You Can’t Measure or Respond to Something You Can’t See

Rapid response to a crisis not only requires a well-practiced plan, but also the visibility to target the response. In the case of the United States response to COVID-19, we were caught flat-footed without the data needed to make strategic decisions. Instead, responders and officials were forced to use anecdotal evidence or data from small regionalized sample sets.  Assumptions had to be made about the illness’ prevalence, spread, impact, and mortality rate which have proven incorrect over time.

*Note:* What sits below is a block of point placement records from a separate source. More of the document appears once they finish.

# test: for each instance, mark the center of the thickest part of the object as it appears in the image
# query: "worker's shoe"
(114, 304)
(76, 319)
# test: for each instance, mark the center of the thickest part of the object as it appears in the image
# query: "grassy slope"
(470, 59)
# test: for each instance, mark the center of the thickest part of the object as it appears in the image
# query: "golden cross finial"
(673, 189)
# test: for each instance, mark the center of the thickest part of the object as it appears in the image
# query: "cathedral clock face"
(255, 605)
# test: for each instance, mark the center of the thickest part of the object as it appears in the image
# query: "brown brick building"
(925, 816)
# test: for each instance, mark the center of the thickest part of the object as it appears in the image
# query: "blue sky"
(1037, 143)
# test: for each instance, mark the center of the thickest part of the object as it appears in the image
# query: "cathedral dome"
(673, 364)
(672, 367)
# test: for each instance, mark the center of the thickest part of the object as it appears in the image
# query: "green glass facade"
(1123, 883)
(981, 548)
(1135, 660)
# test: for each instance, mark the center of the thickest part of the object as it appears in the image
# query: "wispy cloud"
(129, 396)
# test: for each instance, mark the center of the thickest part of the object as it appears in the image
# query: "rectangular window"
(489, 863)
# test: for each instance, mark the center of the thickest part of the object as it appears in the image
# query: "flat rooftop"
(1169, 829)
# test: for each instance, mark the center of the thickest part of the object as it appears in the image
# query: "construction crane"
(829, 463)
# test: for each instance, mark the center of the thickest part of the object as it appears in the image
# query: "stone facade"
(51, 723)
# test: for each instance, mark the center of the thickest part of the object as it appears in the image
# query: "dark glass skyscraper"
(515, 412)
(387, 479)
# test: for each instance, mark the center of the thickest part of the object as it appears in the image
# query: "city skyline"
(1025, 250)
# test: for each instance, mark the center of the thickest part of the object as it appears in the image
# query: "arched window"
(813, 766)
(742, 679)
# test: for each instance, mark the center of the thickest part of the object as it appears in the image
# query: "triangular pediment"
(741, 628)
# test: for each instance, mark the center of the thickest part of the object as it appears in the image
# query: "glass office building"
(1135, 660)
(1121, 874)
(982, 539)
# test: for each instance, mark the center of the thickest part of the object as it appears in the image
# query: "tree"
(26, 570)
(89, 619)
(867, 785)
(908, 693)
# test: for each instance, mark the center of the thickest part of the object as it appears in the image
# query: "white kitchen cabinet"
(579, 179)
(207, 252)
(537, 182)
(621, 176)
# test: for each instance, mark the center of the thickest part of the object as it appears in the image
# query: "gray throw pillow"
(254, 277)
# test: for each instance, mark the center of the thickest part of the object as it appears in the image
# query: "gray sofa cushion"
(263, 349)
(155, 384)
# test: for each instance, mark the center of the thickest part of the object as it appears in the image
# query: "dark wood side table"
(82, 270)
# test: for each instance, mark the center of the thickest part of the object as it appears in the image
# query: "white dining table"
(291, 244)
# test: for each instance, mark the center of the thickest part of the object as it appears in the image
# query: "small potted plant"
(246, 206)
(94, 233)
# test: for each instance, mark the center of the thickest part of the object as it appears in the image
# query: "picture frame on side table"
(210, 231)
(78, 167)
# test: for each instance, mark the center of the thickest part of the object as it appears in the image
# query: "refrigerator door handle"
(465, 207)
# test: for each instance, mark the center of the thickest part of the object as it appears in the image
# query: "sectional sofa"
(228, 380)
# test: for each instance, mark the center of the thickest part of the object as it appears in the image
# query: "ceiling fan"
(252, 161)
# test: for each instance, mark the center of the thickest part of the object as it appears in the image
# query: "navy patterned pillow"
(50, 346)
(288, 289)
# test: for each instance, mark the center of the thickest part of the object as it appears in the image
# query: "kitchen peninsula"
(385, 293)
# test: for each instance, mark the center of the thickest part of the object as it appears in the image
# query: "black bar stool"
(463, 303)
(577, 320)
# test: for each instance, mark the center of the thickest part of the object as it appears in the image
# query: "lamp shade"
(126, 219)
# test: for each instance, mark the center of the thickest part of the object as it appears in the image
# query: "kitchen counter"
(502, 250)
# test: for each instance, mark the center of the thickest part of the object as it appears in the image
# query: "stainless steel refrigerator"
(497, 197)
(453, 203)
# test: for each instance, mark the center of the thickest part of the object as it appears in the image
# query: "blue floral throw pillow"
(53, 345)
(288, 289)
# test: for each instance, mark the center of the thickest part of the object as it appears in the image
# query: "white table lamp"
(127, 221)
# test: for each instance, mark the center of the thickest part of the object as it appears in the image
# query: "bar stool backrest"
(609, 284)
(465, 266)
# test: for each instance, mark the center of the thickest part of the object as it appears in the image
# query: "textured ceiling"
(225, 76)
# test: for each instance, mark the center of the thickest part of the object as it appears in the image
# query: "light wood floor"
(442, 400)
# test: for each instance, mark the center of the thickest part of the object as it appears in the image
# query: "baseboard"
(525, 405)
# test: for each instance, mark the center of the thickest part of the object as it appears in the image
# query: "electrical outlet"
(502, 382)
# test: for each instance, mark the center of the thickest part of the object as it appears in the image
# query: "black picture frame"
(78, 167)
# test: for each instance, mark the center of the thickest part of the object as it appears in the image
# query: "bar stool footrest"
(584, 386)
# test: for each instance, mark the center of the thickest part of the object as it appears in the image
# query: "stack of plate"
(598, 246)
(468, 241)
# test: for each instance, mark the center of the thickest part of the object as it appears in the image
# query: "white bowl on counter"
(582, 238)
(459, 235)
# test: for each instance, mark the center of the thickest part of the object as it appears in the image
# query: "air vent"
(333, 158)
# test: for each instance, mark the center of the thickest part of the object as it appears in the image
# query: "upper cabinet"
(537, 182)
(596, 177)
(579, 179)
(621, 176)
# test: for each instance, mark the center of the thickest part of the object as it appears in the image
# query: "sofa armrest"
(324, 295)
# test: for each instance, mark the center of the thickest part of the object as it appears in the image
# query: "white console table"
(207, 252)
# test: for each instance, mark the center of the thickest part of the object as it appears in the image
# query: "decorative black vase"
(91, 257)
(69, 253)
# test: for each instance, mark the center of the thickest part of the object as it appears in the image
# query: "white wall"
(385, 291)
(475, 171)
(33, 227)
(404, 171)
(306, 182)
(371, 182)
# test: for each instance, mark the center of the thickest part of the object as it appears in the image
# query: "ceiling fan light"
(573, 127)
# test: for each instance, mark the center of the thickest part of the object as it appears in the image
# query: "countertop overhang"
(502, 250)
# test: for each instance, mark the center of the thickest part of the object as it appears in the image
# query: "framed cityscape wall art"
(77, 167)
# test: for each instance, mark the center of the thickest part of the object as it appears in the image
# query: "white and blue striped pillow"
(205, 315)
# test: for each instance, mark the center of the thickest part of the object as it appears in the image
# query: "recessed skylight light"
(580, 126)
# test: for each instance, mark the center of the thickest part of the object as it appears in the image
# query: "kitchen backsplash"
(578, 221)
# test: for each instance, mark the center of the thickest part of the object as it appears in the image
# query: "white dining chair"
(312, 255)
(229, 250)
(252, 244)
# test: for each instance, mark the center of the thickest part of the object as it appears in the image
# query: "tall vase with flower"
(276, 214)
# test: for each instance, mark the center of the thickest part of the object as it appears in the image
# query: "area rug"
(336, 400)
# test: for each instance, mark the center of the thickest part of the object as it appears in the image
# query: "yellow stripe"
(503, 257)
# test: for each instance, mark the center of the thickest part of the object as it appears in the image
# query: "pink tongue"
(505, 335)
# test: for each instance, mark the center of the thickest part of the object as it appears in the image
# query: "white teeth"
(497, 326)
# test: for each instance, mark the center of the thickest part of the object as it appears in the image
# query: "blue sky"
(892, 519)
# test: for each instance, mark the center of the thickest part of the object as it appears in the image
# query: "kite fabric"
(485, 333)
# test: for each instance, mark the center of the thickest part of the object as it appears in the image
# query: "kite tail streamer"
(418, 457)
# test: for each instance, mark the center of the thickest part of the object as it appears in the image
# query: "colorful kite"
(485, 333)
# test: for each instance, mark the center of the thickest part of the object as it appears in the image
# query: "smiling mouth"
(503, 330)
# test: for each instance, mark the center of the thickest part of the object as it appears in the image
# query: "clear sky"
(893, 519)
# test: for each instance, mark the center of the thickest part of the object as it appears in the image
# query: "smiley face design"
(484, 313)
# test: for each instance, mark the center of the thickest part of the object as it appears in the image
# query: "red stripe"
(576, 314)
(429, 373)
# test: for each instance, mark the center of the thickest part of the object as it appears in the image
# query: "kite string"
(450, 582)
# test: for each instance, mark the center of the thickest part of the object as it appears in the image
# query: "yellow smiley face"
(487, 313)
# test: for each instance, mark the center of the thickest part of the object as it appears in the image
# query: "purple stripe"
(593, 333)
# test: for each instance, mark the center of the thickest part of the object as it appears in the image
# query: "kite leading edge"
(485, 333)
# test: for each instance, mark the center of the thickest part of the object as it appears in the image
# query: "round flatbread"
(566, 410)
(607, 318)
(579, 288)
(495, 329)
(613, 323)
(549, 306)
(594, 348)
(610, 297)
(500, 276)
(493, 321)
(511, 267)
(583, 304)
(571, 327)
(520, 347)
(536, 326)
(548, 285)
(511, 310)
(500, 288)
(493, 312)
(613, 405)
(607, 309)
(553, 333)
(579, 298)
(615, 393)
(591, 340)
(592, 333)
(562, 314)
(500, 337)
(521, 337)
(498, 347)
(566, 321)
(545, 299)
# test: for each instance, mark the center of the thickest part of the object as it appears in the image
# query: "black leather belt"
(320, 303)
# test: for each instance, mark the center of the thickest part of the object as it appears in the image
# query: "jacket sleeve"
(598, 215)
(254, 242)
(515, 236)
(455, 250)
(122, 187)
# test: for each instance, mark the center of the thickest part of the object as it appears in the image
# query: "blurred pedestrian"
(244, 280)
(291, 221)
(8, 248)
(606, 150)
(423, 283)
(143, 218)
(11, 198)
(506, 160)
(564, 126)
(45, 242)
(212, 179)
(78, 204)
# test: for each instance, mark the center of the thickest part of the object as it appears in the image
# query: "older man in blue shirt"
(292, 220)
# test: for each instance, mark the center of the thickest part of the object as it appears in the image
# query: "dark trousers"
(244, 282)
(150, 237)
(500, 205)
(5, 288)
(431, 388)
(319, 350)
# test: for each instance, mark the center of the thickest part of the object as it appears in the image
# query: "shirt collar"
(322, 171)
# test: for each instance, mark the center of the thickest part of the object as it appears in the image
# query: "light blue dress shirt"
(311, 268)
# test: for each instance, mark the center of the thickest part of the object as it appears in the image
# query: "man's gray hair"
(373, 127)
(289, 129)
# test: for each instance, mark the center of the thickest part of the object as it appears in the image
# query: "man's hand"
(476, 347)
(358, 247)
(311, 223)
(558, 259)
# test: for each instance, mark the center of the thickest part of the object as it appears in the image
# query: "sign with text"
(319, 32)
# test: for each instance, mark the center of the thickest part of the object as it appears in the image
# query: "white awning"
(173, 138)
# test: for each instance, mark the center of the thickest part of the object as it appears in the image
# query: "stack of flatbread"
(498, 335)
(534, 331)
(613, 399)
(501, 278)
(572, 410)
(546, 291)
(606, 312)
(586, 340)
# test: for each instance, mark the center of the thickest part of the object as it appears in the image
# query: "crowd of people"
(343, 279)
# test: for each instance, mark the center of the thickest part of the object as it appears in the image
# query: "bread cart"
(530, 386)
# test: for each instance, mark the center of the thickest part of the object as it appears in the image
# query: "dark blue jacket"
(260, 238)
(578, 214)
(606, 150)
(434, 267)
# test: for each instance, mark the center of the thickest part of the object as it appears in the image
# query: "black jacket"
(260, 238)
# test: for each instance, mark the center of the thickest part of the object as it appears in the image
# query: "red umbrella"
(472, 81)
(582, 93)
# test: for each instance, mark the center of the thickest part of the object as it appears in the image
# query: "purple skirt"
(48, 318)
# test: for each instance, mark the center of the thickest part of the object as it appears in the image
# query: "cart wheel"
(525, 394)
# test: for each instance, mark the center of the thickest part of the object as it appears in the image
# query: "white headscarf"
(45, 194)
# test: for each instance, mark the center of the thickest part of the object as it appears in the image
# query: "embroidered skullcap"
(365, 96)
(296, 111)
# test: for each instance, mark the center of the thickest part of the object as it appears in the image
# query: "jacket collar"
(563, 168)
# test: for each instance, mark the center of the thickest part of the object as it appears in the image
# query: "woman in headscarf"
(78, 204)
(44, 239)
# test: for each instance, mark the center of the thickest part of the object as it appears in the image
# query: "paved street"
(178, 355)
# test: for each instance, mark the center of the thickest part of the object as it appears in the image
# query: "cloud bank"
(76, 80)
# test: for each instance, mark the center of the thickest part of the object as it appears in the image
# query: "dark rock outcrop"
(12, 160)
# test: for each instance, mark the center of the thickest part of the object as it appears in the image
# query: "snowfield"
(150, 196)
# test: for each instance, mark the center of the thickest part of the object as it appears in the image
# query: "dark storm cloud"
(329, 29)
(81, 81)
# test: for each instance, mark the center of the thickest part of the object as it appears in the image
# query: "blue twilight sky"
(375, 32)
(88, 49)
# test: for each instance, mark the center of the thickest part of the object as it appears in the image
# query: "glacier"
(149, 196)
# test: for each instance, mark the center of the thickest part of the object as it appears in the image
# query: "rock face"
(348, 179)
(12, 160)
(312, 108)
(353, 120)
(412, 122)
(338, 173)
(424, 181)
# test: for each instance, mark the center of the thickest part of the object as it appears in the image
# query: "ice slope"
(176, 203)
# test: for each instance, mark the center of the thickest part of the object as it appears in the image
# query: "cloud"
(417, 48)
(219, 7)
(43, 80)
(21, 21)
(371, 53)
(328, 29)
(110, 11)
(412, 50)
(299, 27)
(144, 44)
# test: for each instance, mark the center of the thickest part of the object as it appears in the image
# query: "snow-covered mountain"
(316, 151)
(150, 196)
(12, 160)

Responding to the emergency without data-driven visibility has led to broadly implemented restrictions, overwhelmed health systems, and shortages of supplies.

The similarity of the response compared to Cybersecurity incidents becomes interesting when we think about visibility. The response to COVID-19 strongly mimics how organizations perform breach or ransomware response. Organizations that followed the direction of Cybersecurity leaders for instrumentation, centralized logging, and response exercises are like doctors who have had access to rapid testing. South Korea is the strongest corollary to a successful Cybersecurity program resulting from the amount of testing they performed early on, which enabled data-driven decisions focusing restrictions on affected citizens.

Instead, the United States Government’s response was the equivalent of a partially implemented Cybersecurity program. Sick patients are similar to users calling the helpdesk to report their computer is acting “weird”.  The only visibility the response team has is to examine reported ‘weirdness’ and systems on the network. The best we can do is respond to the reports we receive, investigate the systems in question, and remediate. The incident responders can perform additional investigations around the proximity of the affected system, but it is resource and time prohibitive to examine the entire enterprise. The only other option is to shut down the business until every system can be examined or rebuilt.

The decision on when to call the all-clear becomes even more challenging. When does the Cybersecurity team think that the threat has been contained?  If you don’t have visibility then you can take the stance that if no one is complaining then the problem must have been addressed, but it could just as easily recur elsewhere.  Much is the same with a country and figuring out how to strategically lift restrictions without ending up worse off. In short…Data is king.

Where Do We Go From Here?

Our collective experience from this pandemic is wasted if we don’t put lessons learned into forward planning more broadly. Going forward we should be prepared with information, data collection, and the ability to spot trends. It’s not to say that we can prevent all of the ills of the world, whether that’s physical, health, or cyber, but we can be better prepared to respond to minimize the impact.

Encourage your Cybersecurity organizations to acquire the data needed to make informed decisions, allow it and the business to act quickly, and preserve the organization.  Ask questions, rehearse in earnest, and make investments that provide insights. 

Benamin Franklin’s saying “if you fail to plan, you are planning to fail” could not ring truer.

TL;DR: CISOs are part of an organization to build out a risk management program to help measure and treat risk, whether technical, human, or otherwise. The CISO, as a member of the leadership team, then has to help the business understand the risks to make an informed decision about how to proceed. The part of the organization responsible for the risk area is then responsible for selecting the risk treatment. A CISO has failed if they have not properly measured risk and informed stakeholders of them.